Taken in 1936 at the Battle of Cerro Muriano during the Spanish Civil War, and shot by Capa at the age of 25, the image depicts a loyalist soldier crumpling as he is hit by the impact of a bullet. The image is emblematic of photography’s unrivalled capacity to depict violence and death at its most dramatic. It was taken decades before it became de rigueur for photojournalists to formally embed with combat troops, and is now credited as establishing a primary canon of photography; the genesis of war photography.

The exhibition also includes the Leica camera Capa learnt to photograph with, and with which he took his earliest photographs, and expounds on the life of a man born to a Jewish family in Budapest in 1913, and who arrived in Berlin, at age 18, as a political refugee and communist dissident. In Germany, Capa witnessed the rise of Hitler before fleeing again to Paris and then, later, to America, where he covered the Second World War from behind Allied lines. Capa’s images of Omaha Beach, also present in the exhibition, constitute some of the only images of D-Day taken by an independent photographer.


Robert Capa, US troops assault Omaha Beach during the D-Day landings, Normandy, June 6, 1944
© Robert Capa © International Center of Photography/Magnum Photos

“There’s a lot of mythology about Capa,” David Kogan tells The Art Newspaper. “And separating Capa out from the myth can be quite difficult. The photography he did was a young man’s photography. He flees from Hungary to Berlin, he’s given a cheap Leica camera and he’s sent off to photograph Trotsky—out of that is born the incidental photographer.”

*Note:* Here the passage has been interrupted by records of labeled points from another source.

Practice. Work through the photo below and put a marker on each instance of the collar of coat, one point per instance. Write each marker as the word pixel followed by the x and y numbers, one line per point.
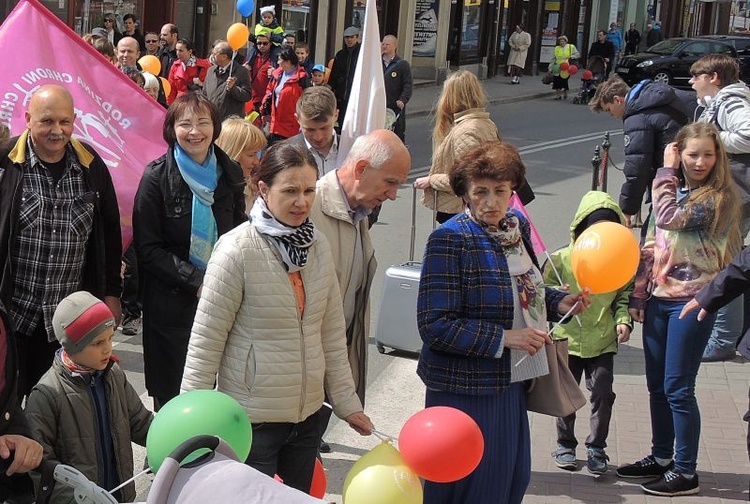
pixel 18 153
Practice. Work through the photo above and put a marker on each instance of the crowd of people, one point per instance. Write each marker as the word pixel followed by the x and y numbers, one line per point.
pixel 251 265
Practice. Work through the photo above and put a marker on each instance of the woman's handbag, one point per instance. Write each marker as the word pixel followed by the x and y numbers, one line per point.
pixel 556 394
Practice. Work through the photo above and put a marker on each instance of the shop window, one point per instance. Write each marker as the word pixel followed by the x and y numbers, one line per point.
pixel 90 14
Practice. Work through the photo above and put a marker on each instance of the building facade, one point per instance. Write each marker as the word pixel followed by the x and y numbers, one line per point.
pixel 435 35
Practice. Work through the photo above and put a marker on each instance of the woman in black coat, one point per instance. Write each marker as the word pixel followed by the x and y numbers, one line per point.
pixel 186 199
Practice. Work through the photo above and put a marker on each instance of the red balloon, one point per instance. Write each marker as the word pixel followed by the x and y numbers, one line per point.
pixel 320 481
pixel 441 444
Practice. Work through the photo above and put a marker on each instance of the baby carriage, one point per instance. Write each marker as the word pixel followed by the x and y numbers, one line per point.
pixel 216 477
pixel 590 79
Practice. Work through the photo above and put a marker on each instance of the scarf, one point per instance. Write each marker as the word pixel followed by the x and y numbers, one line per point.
pixel 292 243
pixel 529 285
pixel 202 181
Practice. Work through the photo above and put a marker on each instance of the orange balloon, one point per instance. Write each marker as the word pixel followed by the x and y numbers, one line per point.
pixel 320 482
pixel 237 36
pixel 605 257
pixel 150 64
pixel 166 85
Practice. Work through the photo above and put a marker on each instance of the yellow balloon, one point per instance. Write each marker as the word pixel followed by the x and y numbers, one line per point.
pixel 237 36
pixel 381 477
pixel 166 85
pixel 150 64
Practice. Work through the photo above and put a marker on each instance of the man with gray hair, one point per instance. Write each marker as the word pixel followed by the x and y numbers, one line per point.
pixel 377 164
pixel 228 89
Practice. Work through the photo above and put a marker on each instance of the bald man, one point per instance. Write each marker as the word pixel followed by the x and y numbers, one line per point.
pixel 377 164
pixel 60 221
pixel 398 83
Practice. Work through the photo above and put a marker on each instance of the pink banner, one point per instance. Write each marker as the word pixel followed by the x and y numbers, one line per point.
pixel 113 115
pixel 536 240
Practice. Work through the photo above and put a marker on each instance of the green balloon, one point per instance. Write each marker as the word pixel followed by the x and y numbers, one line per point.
pixel 195 413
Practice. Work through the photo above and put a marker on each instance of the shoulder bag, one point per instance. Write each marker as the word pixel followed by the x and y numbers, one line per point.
pixel 556 394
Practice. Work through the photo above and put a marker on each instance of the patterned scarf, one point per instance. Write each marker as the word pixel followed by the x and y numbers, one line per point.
pixel 292 243
pixel 530 286
pixel 202 180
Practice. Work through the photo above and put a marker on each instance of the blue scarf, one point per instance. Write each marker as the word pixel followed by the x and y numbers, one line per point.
pixel 202 180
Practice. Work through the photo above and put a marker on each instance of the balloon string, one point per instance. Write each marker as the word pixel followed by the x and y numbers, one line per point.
pixel 554 326
pixel 145 471
pixel 382 436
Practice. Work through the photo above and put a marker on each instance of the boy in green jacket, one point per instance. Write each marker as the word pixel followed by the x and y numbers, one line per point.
pixel 83 411
pixel 592 340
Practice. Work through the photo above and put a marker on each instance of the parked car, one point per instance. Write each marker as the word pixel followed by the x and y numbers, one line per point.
pixel 669 61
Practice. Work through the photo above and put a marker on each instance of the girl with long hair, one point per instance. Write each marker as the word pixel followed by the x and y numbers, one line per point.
pixel 693 233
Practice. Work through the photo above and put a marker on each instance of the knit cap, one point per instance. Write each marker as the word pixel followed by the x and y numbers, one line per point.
pixel 79 319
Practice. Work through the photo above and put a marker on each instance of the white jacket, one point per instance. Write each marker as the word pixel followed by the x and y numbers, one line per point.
pixel 730 111
pixel 247 328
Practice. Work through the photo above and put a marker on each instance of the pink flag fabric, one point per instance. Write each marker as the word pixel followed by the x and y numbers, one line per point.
pixel 366 109
pixel 113 115
pixel 536 240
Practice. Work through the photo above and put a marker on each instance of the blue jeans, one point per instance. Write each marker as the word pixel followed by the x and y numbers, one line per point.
pixel 673 349
pixel 286 449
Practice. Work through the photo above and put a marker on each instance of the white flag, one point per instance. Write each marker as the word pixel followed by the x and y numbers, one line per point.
pixel 366 109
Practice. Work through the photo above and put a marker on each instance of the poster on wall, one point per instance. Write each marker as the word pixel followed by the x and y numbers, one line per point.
pixel 425 28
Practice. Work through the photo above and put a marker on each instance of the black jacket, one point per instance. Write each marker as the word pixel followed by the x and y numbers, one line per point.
pixel 342 75
pixel 398 82
pixel 162 220
pixel 654 113
pixel 101 271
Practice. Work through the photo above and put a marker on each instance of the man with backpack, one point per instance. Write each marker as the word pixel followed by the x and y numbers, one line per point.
pixel 726 102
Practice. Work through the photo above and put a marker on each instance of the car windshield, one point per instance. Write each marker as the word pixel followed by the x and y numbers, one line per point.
pixel 665 46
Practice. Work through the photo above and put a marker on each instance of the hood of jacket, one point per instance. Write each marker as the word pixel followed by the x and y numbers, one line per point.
pixel 593 200
pixel 648 95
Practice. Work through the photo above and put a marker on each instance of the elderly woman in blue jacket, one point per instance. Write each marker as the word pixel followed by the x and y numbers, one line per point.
pixel 482 307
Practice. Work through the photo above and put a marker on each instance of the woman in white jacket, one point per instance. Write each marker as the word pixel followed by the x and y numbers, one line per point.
pixel 270 322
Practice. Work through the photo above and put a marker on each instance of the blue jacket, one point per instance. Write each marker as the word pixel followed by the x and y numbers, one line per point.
pixel 465 303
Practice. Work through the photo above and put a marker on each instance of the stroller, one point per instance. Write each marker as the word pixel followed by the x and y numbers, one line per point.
pixel 594 74
pixel 216 477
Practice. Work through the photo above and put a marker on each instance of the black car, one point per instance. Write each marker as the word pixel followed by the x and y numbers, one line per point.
pixel 669 61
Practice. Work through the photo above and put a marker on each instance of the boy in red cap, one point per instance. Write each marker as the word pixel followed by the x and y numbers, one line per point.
pixel 83 411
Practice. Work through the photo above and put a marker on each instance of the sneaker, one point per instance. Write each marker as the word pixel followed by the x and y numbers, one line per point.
pixel 672 484
pixel 131 327
pixel 597 461
pixel 644 468
pixel 565 458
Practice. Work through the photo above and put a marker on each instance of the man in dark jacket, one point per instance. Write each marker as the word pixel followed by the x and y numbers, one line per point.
pixel 342 71
pixel 398 83
pixel 632 40
pixel 228 92
pixel 61 225
pixel 652 113
pixel 604 49
pixel 15 435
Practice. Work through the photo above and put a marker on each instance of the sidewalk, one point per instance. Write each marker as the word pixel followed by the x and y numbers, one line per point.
pixel 499 90
pixel 723 465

The news industry, much like today, “was collapsing around him,” Kogan says. “Nobody trained him. He just had an instinct for being in the right place at the right time, and his medium was his camera—at the time, that made him different. People can argue whether he was a great photographer or not, but he had the ability to capture great moments of history.”

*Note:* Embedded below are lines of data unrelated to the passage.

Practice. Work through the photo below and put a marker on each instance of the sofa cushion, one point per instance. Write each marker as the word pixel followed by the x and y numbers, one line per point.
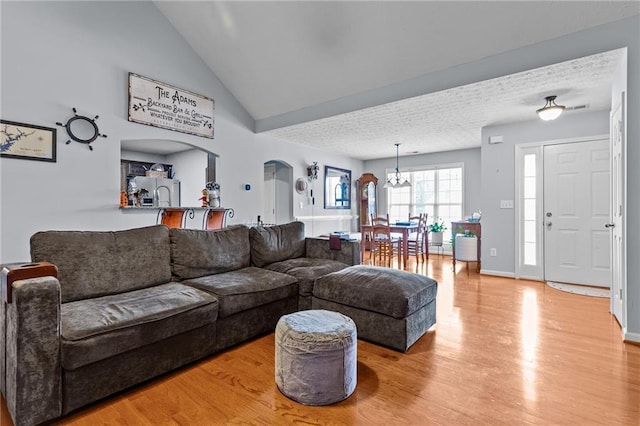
pixel 275 243
pixel 96 263
pixel 387 291
pixel 306 271
pixel 246 288
pixel 95 329
pixel 196 253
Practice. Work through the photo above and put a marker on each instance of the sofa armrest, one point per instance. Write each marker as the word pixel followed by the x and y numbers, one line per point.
pixel 318 248
pixel 30 366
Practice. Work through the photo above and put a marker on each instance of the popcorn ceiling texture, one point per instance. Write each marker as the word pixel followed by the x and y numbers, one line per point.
pixel 452 119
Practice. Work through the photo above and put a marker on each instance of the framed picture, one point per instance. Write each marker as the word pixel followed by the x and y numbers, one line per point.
pixel 27 141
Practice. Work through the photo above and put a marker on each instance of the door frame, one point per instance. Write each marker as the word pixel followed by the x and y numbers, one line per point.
pixel 620 104
pixel 519 151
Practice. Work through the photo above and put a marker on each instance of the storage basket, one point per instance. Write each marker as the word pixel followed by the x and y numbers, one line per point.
pixel 156 174
pixel 466 248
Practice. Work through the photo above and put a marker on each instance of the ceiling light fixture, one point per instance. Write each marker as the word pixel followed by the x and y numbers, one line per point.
pixel 551 110
pixel 389 183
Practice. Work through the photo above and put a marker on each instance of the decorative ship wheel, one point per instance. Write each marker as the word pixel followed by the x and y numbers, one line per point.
pixel 82 129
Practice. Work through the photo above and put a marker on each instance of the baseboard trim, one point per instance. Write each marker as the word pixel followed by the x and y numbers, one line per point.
pixel 629 337
pixel 497 273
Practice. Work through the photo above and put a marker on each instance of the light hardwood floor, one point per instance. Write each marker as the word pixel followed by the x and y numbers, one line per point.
pixel 503 351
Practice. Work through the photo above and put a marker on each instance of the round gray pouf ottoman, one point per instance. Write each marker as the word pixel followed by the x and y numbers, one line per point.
pixel 316 356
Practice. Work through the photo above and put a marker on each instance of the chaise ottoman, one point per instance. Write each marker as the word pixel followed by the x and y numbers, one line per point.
pixel 390 307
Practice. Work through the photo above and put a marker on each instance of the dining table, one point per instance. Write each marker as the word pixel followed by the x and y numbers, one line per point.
pixel 404 228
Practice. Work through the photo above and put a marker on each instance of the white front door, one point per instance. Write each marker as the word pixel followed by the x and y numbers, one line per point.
pixel 617 210
pixel 269 211
pixel 576 209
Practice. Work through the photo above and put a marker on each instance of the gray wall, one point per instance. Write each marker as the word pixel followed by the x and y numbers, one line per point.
pixel 469 157
pixel 498 177
pixel 59 55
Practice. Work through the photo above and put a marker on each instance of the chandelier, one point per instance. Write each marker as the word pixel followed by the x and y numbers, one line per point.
pixel 400 182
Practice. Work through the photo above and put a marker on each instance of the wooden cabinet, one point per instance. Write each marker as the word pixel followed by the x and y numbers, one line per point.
pixel 367 188
pixel 459 228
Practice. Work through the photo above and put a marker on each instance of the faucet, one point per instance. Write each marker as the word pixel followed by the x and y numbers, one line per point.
pixel 157 197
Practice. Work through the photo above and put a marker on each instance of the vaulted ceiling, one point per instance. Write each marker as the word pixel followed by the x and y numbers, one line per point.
pixel 288 61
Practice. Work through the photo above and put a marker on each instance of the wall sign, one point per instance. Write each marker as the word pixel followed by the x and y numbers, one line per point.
pixel 162 105
pixel 27 141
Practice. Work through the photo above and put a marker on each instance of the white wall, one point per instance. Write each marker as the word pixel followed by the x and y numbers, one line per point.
pixel 59 55
pixel 498 176
pixel 190 167
pixel 470 158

In 1947 in Paris, Capa founded Magnum Photos, a cooperative and collectivist agency run and owned for freelance photographers, which has today become perhaps the world’s best-known photography agency.


Robert Capa, Trotsky lecturing Danish students on the Russian Revolution, Copenhagen, Denmark, November 27, 1932
© Robert Capa © International Center of Photography/Magnum Photos

Kogan was the executive director of Magnum Photos from 2014 to 2019. He joined the agency off the back of his work for the news agency Reuters, which he joined in 1988 as managing editor, covering stories like the fall of communism in Eastern Europe, the release of Nelson Mandela in South Africa and the civil war in Yugoslavia. He started his photography collection with a Capa print of D-Day bought at the inaugural edition of Photo London; the collection now stands at more than 350 vintage pictures.

In death, Capa has faced unfounded accusations from various sources that he staged some of his conflict photographs, or was happy to fabricate the danger he was in in order to burnish his reputation, from the Spanish Civil War through to Omaha Beach on D-Day.


Robert Capa’s first Leica: Leica II Mod. D, 1930
Image: courtesy of Messums/the Kogan Collection

“I’ve worked with many journalists who have lost their lives,” Kogan says. “Frontline journalists in conflict zones, be it Robert Capa or Reuters or Magnum photographers, from D-Day through to Afghanistan and Iraq, always putting their lives at risk. It’s luck that people survive those situations. Some people are braver than others. Capa’s pictures of Omaha Beach are at a point where we know the Germans were dug in. Capa survived. His whole life was about putting himself in places where he could get the picture, and those places, of course, tended to be ones of extreme danger. When he died by stepping on a landmine, he had walked away from the convoy up a ridge in Vietnam; he wanted to be up there to get a good vantage point—to get a better picture.”

Close Enough is curated by Julie Bonzon of Messums London and Ben Burdett of Atlas Gallery. The Photo London exhibition, which opens on 8 September, will then be on show at Messums London, before touring to the gallery’s Wiltshire and Yorkshire venues.